On Thu, Apr 03, 2008 at 01:07:26PM +0200, Jan Kupec wrote:
Therefore, the cost of parsing a mirror list per request seems absolutely reasonable to me, considering what the client can do with it.
It isn't much more work than parsing the HTTP redirect, anyway ;)
Nice. I wasn't aware this was true :O) Additionaly, you said in some other mail in this thread that the mirror list would be sorted and that libzypp just needs to take the first one if everything goes well and fall back to the next on error (maybe i overlooked this in your proposal on the wiki?). *That* sounds really good.
Exactly. I should update the proposal to make that clearer. (I'm doing so right now.)
- downloading a mirror list for files as small as $repo/media.1/media is pointless
I don't agree with this -- on the contrary, the client needs _all_ files for correct operation, and a way to fall back for each of them. It is independent of file size.
My point was that these files could always be fetched right from the donwloads.opensuse.org and never redirected/requested from mirror. The drawback would be that this wouldn't cover the outage of the downloads.o.o.
Ah, I see. That's true. In fact, the redirector is able to make an exception for those smaller files (ZrkadloMinSize), although we don't actually use it. For small files, it is as cheap to return the file than to look up mirrors in the database and return a redirect or a mirror list. Or cheaper. So far, ZrkadloMinSize is 0 in our setup, so this remains as headroom for further scalability. To be honest, I didn't use it so far, because I reckon that the consistency that the client is going to see might be marginally higher _without_ that exception. But thinking about it, we have reached a high level of correctness now, so we should be able to run with it just as fine (and should try it).
You may suggest to do all this on directory level.
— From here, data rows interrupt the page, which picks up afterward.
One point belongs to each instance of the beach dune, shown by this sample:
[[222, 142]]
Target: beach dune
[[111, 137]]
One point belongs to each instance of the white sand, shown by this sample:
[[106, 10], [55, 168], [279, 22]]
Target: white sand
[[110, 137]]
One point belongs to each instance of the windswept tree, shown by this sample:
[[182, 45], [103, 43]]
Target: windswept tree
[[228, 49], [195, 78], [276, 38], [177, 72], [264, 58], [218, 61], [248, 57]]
The problem though is manifold. [...] Given the additional info you mentioned, i agree.
Fine!
BTW: Checksumming *could* be done at lower level (with each file request) *if* the mirrorlist would be metalinks (http://metalinker.org), Interesting indeed. Something like this could replace the need to store checksums into the metadata.
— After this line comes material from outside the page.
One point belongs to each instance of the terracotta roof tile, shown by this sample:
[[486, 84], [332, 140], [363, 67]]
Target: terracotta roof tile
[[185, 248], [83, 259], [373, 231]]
I it could only supplement it. The metadata needs to be verifiable for other clients which are not metalink-enabled, so it needs to contain the checksums. And libzypp itself needs to be able to use it like today if the server doesn't reply with a metalink. The main advantage for libzypp would be that it is able to detect a "broken" transfer much earlier (and actually fix it already during download).
2) the feature is specific to downloads.opensuse.org (for now) - we would need to hardcode a is_download_opensuse_org condition to avoid useless requests for other URLs (or introduce a mechanism to query for availability of such capability and check that when starting zypp). This would not apply if the mirror list would be requested and processed only on errors.
It is not necessary to have such a hard-coded condition. The client can indicate (in the HTTP request) with an HTTP/1.1 Accept header that it is able to accept a mirror list, instead of file or a redirect to the file. (Older clients would continue to work.)
My idea was the other way around - the server would indicate that it can provide a mirror list. If not, the client would the old way of fetching files from that server throughout the session. Would this be possible?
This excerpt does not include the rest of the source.